Global Eco Watch: Komodo dragons could become extinct soon due to climate change

Down To Earth brings you the top happenings in the world of global ecology

 
By DTE Staff
Published: Sunday 20 September 2020
Global Eco Watch: Komodo dragons could become extinct soon due to climate change. Photo: Wikimedia Commons

The Komodo dragon, the world’s largest lizard, could become extinct in the next few decades due to climate change unless measures are taken to change the status quo, a new study has said.

Conducted by the University of Adelaide and Deakin University, both in Australia, the study used models to predict that the dragon could become extinct on three of the five island habitats where it is currently found, a statement by the University of Adelaide said.

Climate change was likely to cause a sharp decline in the availability of habitat for Komodo dragons, reducing their populations, according to the authors of the study.

The study was published in the journal Ecology and Evolution.

Sandalwood trees chopped and stolen in Karnataka taluk

Thieves chopped off and fled with the wood of a number of sandalwood trees in Aurad taluk of Karnataka’s Bidar district last week, a report by The Newsminute said. The incident happened in the early hours of September 14, the report added.
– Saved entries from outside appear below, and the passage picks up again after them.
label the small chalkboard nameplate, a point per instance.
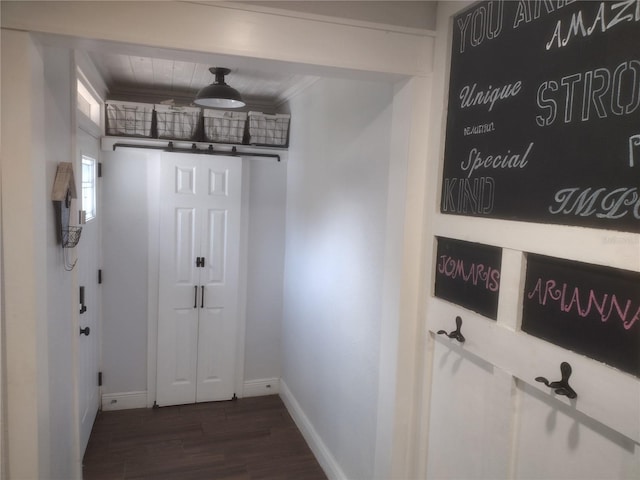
(468, 274)
(589, 309)
(544, 113)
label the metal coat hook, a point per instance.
(561, 387)
(456, 334)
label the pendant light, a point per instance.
(219, 94)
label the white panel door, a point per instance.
(199, 262)
(217, 341)
(89, 258)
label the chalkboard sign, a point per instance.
(468, 274)
(544, 113)
(589, 309)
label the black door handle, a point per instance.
(457, 334)
(561, 387)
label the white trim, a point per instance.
(260, 387)
(317, 17)
(124, 400)
(319, 449)
(153, 262)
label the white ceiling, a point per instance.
(133, 76)
(146, 74)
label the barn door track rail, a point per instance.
(170, 147)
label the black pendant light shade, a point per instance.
(219, 94)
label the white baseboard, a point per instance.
(262, 386)
(124, 400)
(319, 449)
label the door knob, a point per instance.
(457, 333)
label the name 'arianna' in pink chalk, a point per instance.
(572, 299)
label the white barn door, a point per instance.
(198, 286)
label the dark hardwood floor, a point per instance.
(246, 439)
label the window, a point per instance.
(89, 175)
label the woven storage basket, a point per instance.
(267, 129)
(223, 126)
(178, 123)
(129, 118)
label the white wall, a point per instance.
(61, 285)
(129, 201)
(336, 224)
(38, 293)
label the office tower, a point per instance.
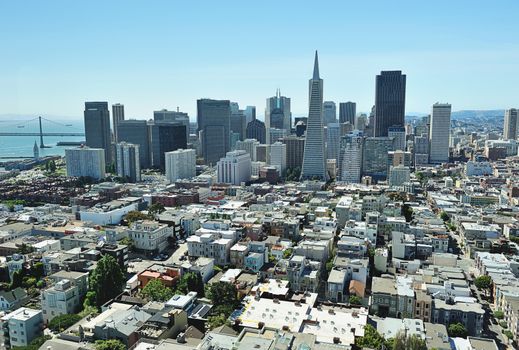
(439, 133)
(329, 112)
(238, 123)
(256, 130)
(97, 128)
(85, 161)
(165, 136)
(117, 116)
(389, 101)
(214, 127)
(361, 122)
(421, 149)
(398, 175)
(136, 132)
(263, 153)
(35, 151)
(278, 157)
(276, 134)
(300, 128)
(248, 145)
(295, 151)
(314, 160)
(128, 161)
(280, 107)
(350, 157)
(375, 157)
(180, 164)
(398, 133)
(173, 116)
(333, 139)
(510, 126)
(347, 112)
(234, 168)
(250, 113)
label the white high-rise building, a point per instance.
(128, 161)
(248, 145)
(440, 126)
(180, 164)
(510, 126)
(234, 168)
(329, 112)
(278, 157)
(398, 175)
(314, 159)
(85, 161)
(333, 139)
(350, 165)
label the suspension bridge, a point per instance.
(40, 134)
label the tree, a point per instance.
(62, 322)
(128, 242)
(222, 293)
(107, 280)
(156, 208)
(355, 300)
(135, 215)
(483, 283)
(371, 339)
(191, 281)
(155, 290)
(216, 321)
(287, 253)
(413, 342)
(457, 330)
(111, 344)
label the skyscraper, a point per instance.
(85, 161)
(440, 133)
(314, 160)
(350, 157)
(510, 125)
(280, 105)
(117, 116)
(329, 112)
(97, 128)
(173, 116)
(295, 151)
(214, 124)
(333, 139)
(347, 112)
(234, 168)
(389, 101)
(128, 161)
(180, 164)
(278, 157)
(136, 132)
(256, 130)
(165, 137)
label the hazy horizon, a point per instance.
(168, 54)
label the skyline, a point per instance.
(165, 55)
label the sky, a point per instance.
(149, 55)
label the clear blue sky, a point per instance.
(150, 55)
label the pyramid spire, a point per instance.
(316, 67)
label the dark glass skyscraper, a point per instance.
(97, 127)
(214, 123)
(137, 133)
(165, 137)
(347, 112)
(389, 101)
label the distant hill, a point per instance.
(477, 114)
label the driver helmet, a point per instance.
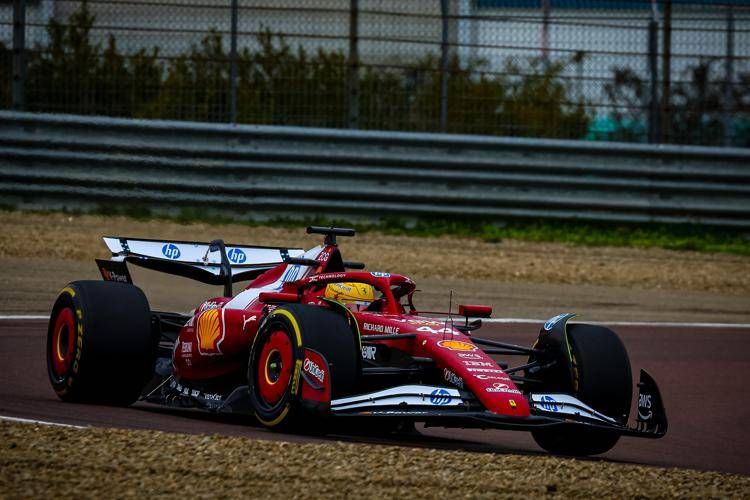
(355, 295)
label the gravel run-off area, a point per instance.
(36, 461)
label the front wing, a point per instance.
(449, 407)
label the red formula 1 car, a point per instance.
(313, 338)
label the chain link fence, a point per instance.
(636, 70)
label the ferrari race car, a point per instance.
(314, 339)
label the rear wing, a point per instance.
(194, 260)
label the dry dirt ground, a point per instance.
(107, 463)
(40, 253)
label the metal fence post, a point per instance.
(666, 80)
(233, 66)
(729, 68)
(545, 30)
(19, 55)
(653, 114)
(352, 95)
(444, 68)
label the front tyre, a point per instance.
(602, 380)
(278, 353)
(99, 344)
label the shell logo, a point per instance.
(209, 332)
(457, 345)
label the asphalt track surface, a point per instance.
(702, 372)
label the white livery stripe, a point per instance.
(38, 422)
(665, 324)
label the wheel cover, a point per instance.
(274, 370)
(63, 342)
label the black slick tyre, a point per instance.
(99, 344)
(602, 379)
(277, 355)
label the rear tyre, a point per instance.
(279, 349)
(602, 380)
(99, 344)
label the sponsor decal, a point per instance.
(424, 322)
(552, 321)
(440, 397)
(457, 345)
(469, 355)
(312, 368)
(236, 256)
(113, 276)
(443, 330)
(374, 327)
(478, 363)
(482, 376)
(209, 331)
(368, 352)
(291, 273)
(209, 305)
(500, 387)
(171, 251)
(548, 403)
(327, 276)
(452, 378)
(644, 407)
(248, 320)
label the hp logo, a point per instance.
(171, 251)
(440, 397)
(236, 255)
(549, 403)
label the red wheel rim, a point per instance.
(274, 369)
(63, 341)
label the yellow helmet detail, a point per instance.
(361, 294)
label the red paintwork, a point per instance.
(461, 362)
(474, 311)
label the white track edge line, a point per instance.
(40, 422)
(666, 324)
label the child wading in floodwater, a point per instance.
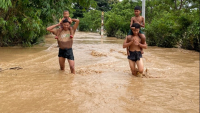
(134, 44)
(66, 16)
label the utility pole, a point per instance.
(102, 18)
(143, 9)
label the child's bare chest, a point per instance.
(134, 38)
(137, 19)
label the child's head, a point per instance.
(65, 24)
(137, 10)
(137, 28)
(66, 14)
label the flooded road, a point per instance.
(31, 82)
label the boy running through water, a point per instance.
(65, 16)
(133, 42)
(140, 20)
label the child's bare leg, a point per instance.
(143, 40)
(140, 66)
(132, 66)
(71, 32)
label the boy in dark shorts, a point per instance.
(133, 43)
(66, 16)
(140, 20)
(65, 42)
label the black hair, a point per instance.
(137, 8)
(65, 21)
(136, 25)
(65, 11)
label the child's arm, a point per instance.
(127, 49)
(131, 22)
(143, 45)
(70, 20)
(143, 24)
(126, 43)
(61, 20)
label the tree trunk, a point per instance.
(175, 4)
(181, 5)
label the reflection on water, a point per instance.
(103, 81)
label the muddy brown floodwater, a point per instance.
(31, 82)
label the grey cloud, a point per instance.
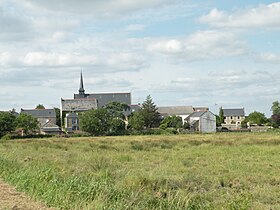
(108, 8)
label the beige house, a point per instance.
(181, 111)
(233, 118)
(202, 121)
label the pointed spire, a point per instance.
(81, 90)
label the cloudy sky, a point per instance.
(183, 52)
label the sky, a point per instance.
(208, 53)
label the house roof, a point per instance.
(197, 114)
(40, 113)
(175, 110)
(105, 98)
(78, 104)
(234, 112)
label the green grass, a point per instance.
(219, 171)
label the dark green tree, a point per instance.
(256, 118)
(117, 126)
(116, 109)
(171, 122)
(275, 108)
(137, 121)
(27, 123)
(150, 113)
(7, 123)
(275, 118)
(40, 106)
(96, 122)
(221, 117)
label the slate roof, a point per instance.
(105, 98)
(40, 113)
(50, 127)
(175, 110)
(197, 114)
(82, 104)
(234, 112)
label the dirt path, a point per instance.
(10, 199)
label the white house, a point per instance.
(233, 118)
(202, 121)
(181, 111)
On September 10, smugglers had chopped 150 sandalwood trees belonging to a farmer in a village in Shivamogga district and had fled with the wood.
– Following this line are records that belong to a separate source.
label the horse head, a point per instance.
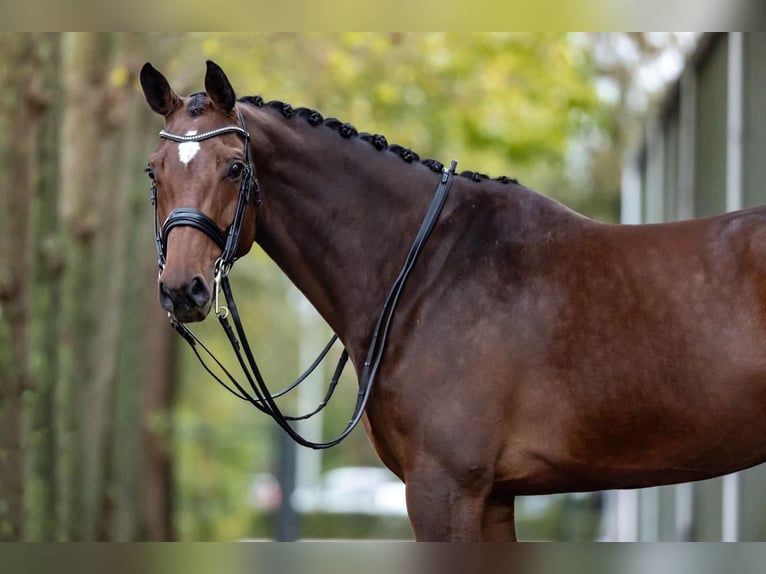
(202, 181)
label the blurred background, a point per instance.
(109, 429)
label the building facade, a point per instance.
(704, 153)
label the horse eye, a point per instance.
(236, 169)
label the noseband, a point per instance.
(227, 240)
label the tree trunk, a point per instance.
(40, 444)
(18, 126)
(81, 205)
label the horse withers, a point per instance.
(534, 350)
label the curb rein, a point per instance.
(228, 241)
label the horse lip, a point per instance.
(193, 314)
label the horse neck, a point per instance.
(337, 216)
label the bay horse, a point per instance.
(534, 350)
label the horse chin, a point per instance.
(193, 315)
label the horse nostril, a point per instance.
(198, 291)
(166, 298)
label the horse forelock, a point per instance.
(347, 131)
(196, 104)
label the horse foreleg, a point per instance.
(442, 508)
(499, 521)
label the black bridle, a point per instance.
(228, 241)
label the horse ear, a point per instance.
(157, 91)
(219, 88)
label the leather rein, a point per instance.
(228, 241)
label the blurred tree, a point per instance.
(86, 357)
(20, 97)
(40, 444)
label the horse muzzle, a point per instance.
(188, 301)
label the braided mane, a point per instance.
(347, 130)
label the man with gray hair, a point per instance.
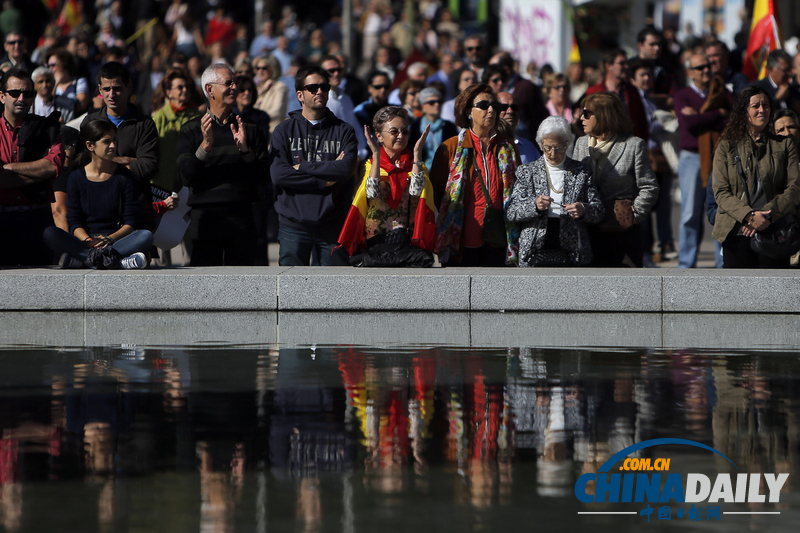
(43, 83)
(222, 159)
The sandalwood found in India is considered threatened. The wood is considered to be extremely valuable. One tree can yield a minimum of 15-16 kilograms of wood. Farmers have to spend at least 13-14 years in growing the trees.

South Africa’s springhares better hoppers than Australia’s kangaroos

South Africa’s springhares are better at hopping than Australia’s kangaroos, rat-kangaroos and wallabies, a new study has said.

Scientists from Harvard and Idaho in the United States worked with those from the University of Pretoria and Wits University in South Africa to assess the muscle-tendon design of the hindlimbs of springhares and compare it against those of 16 species of Australian animals that hop, a statement by the University of Pretoria said.

A tendon is a tough band of fibrous connective tissue that connects muscle to bone and is capable of withstanding tension.

The study showed that springhares were equipped with relatively large tendon structures built into the hindlimbs, providing greater agility, manoeuvrability and acceleration capacities. The tendons of springhares are relatively thicker than those of Australia’s hoppers, the study found.

This evolution was mainly because springhares, which are actually rodents, have many more predators than Australia’s hoppers.

The findings were published in the Journal of Anatomy.

Study quantifies Saharan dust in the Amazon

A new study by researchers at the University of Miami in the United States and ATMO Guyane has quantified the amount of Saharan dust reaching the Amazon.

The research team analysed 15 years of daily measurements of African dust transported in trade winds and collected at a coastal research station in Cayenne, French Guiana, a statement by the University of Miami said.

The study found that significant amount of dust from north Africa’s Sahara Desert is deposited every year on the Amazon. The dust contains phosphorus and other important plant nutrients that increase Amazonian soil fertility.

This subsequently leads to better rainfall in north Africa, the study found. It further added that climate change will affect dust transport to South America, which could impact climate.